How do we deal with this? There’s no easy answer, but I’ve lost my fair share of close friends, so I can share my own ways of coming to terms with this kind of loss. Sometimes I wasn’t the one who needed new things in my life and I was on the end feeling alienated, but most of the time I’ve been doing the alienating. Both of these can be really painful. By alienating your friends with your new ideas or past times you often feel like you think you are better than them for making different decisions. When you feel your friend pulling away you might feel like you did something wrong.

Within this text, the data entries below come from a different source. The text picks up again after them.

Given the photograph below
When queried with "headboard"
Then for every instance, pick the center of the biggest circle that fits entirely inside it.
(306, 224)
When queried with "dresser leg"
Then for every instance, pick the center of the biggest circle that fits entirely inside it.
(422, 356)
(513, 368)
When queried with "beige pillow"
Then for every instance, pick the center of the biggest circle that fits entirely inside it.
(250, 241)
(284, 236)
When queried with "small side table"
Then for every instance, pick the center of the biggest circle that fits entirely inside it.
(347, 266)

|Billy wasn't always interested in Gina's branch of philosophy|
Or maybe it’s just me; I try to look for the problem with myself first! And then with the other person. But in time I’ve learned that this is not the right way to go about it. When you start looking for causes you start to shift the blame one way or another. Who needs that? It’s better to accept that the friendship dynamic has changed because people change all the time. Our relationships with other people shouldn’t hold us back from pursuing what we want in life. Unless you want to pursue a full-time singing career when you are the poster child of generation debt, you didn’t make it through the first round of Idols auditions and your choir teacher asks you to sing a bit softer. Then you might want to listen to your friends.

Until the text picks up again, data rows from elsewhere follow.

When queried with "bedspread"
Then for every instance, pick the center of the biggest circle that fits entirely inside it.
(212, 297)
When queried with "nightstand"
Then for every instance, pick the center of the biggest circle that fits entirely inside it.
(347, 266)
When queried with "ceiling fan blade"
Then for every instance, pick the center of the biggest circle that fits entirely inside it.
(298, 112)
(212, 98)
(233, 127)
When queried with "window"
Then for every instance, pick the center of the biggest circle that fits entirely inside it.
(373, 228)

|You have to give yourself permission to choose|
We learn so much about life and ourselves through our relationships with other people and even more in coping with the loss of a friend that you deemed a very important part of your life. As an introvert, I don’t make friends easily and the friendships that I invest time and love in are really dear to me. So losing a friend can leave me as hurt as some might feel after breaking up a romantic relationship. Therefore it’s important to remind myself that I am doing the best I can.
I also look at where I went wrong to be more compassionate and understanding in the future. Often I alienate people because they don’t understand me, but this isn’t necessary when you can respect each other’s differences. Of course, people’s idea of what it means to respect differences also varies, so nothing is ever simple!
Focus on the things in your life that are making your new decisions worthwhile, be grateful for people who are willing to accept you even though you have changed in some way and focus on learning more about yourself.
By putting yourself out there and doing things you love, you often get the chance to meet people who share the same interest as you, so you might end up gaining more than you thought you were losing! It’s not that friends are replaceable, but I feel that a friendship comes into our lives when we need it and leaves when we should stand on our own two feet. Maybe you don’t need to dance to the same tune after all.